On July 2, 1776, the Lee Resolution for independence from Great Britain was unanimously passed by the Second Continental Congress, meeting in Philadelphia, and the text of the Declaration was adopted on July 4, 1776. On July 19, 1776, the Continental Congress ordered that the Declaration be engrossed—i.e., carefully written in large, legible script—for signing.
The task was assigned to Timothy Matlack, a clerk in the Pennsylvania State House. Matlack’s work, as summarized by the National Archives, "included laying out the text on the parchment, determining the margins and space between lines, and calculating the space that would be needed at the bottom of the document for signatures."
The Matlack version that was signed still exists. It is on display in the National Archives Building in Washington, D.C., but is faded so badly as to be almost illegible. This is in part because the document was not particularly well cared for even by the standards of the 1800s and early 1900s.
So, it's not surprising that the Declaration as most people envision it isn't the Matlack version but what is known as the Stone Engraving, a facsimile printed by William J. Stone which extremely closely reproduced how the Declaration appeared in 1823. At least two earlier facsimile versions by other printers did not as precisely reflect the original, and the Stone Engraving became America's iconic version of the Declaration of Independence.
The very first printing of the Declaration was published the night after its text had been approved, July 4, 1776, and is known as The Dunlap Broadside, named after the printer tasked with its publishing, John Dunlap, who produced about 200 copies. They were distributed on July 5, 1776. For the broadside, Dunlap used the typeface Caslon, designed by William Caslon I (c. 1692–1766) in London—specifically, typography experts surmise, Caslon fonts English Roman No. 1 or English Roman No. 2. A high-resolution version of the broadside is available online through the Library of Congress.
In total, fifty-six delegates of the Continental Congress signed the Declaration.
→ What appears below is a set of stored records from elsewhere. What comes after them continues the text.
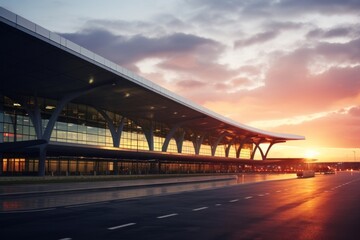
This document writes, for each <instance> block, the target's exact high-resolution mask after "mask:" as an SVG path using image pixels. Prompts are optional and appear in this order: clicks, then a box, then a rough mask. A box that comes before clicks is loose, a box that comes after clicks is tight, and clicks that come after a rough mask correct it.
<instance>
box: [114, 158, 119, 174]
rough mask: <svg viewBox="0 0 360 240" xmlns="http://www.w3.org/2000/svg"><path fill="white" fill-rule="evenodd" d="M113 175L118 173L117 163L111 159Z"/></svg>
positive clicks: (118, 166) (118, 172)
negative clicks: (112, 160) (113, 172)
mask: <svg viewBox="0 0 360 240" xmlns="http://www.w3.org/2000/svg"><path fill="white" fill-rule="evenodd" d="M113 169H114V175H119V163H118V161H113Z"/></svg>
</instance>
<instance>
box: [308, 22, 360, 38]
mask: <svg viewBox="0 0 360 240" xmlns="http://www.w3.org/2000/svg"><path fill="white" fill-rule="evenodd" d="M358 28H359V26H358V25H353V26H341V27H335V28H331V29H325V30H324V29H321V28H316V29H313V30H311V31H309V32H308V33H307V34H306V37H307V38H319V39H322V38H323V39H326V38H337V37H342V38H344V37H346V38H351V37H357V36H359V31H358Z"/></svg>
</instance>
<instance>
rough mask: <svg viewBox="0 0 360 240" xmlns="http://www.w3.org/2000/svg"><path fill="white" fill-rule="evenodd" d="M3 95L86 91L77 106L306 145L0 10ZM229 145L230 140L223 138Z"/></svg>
mask: <svg viewBox="0 0 360 240" xmlns="http://www.w3.org/2000/svg"><path fill="white" fill-rule="evenodd" d="M0 34H1V36H2V37H1V39H0V54H1V55H2V56H6V58H1V60H0V64H1V66H2V67H1V69H4V70H5V71H2V73H1V76H2V79H5V81H3V80H2V81H1V85H0V92H1V93H2V94H4V95H10V96H18V95H23V96H34V95H37V96H39V97H44V98H49V99H57V100H59V99H61V98H63V97H64V96H66V95H67V94H69V93H72V92H77V91H87V93H86V94H83V95H81V96H79V97H77V98H76V99H74V100H73V101H72V102H75V103H79V104H85V105H90V106H93V107H95V108H100V109H104V110H109V111H112V112H116V113H119V114H121V115H123V116H126V117H128V118H130V119H148V120H155V121H157V122H161V123H164V124H167V125H168V126H169V127H171V126H174V125H181V126H182V127H187V128H191V129H193V130H194V132H195V133H196V134H201V133H209V132H210V133H211V134H212V135H214V136H220V135H222V134H224V133H226V134H225V135H228V136H229V138H228V140H227V141H230V140H229V139H230V138H233V137H235V136H247V137H250V138H254V139H261V140H262V141H263V142H273V141H274V142H282V141H286V140H303V139H305V138H304V137H303V136H299V135H293V134H283V133H273V132H268V131H264V130H260V129H257V128H253V127H250V126H246V125H244V124H241V123H238V122H236V121H233V120H231V119H228V118H226V117H224V116H221V115H219V114H217V113H215V112H213V111H210V110H209V109H206V108H204V107H202V106H200V105H198V104H195V103H193V102H191V101H189V100H188V99H185V98H183V97H181V96H178V95H176V94H175V93H173V92H170V91H168V90H166V89H164V88H162V87H160V86H159V85H156V84H155V83H153V82H151V81H149V80H147V79H144V78H142V77H140V76H138V75H136V74H134V73H133V72H131V71H129V70H127V69H125V68H123V67H121V66H119V65H117V64H115V63H113V62H111V61H109V60H107V59H105V58H103V57H101V56H99V55H97V54H96V53H93V52H91V51H89V50H87V49H85V48H83V47H81V46H79V45H77V44H75V43H73V42H71V41H69V40H67V39H65V38H63V37H61V36H60V35H58V34H56V33H53V32H50V31H48V30H46V29H44V28H42V27H40V26H38V25H36V24H34V23H32V22H30V21H28V20H26V19H24V18H22V17H21V16H18V15H16V14H14V13H12V12H9V11H7V10H6V9H4V8H1V7H0ZM224 139H225V140H224V141H226V137H225V138H224Z"/></svg>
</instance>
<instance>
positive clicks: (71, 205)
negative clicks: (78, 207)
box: [64, 202, 109, 208]
mask: <svg viewBox="0 0 360 240" xmlns="http://www.w3.org/2000/svg"><path fill="white" fill-rule="evenodd" d="M106 203H109V202H99V203H84V204H77V205H70V206H66V207H64V208H77V207H88V206H95V205H99V204H106Z"/></svg>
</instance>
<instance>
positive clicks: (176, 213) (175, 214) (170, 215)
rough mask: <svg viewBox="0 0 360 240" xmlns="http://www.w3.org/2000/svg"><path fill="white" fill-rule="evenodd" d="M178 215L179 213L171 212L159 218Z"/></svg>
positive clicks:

A few did do so later than August 2, 1776. Interestingly, some who signed it were not delegates or were delegates who were not present on the day that the Second Continental Congress adopted the Declaration's text on July 4, 1776. For various reasons, mostly circumstantial, eight delegates present on July 4, 1776, never signed it; only two of them did not sign due to reasons of principle—John Alsop and John Dickinson—and George Read and Robert Morris did not vote in favor of the resolution of independence but signed the Declaration nonetheless, thereby joining the signatories who, in the words of the Declaration's famous last line, "mutually pledge to each other our Lives, our Fortunes and our sacred Honor."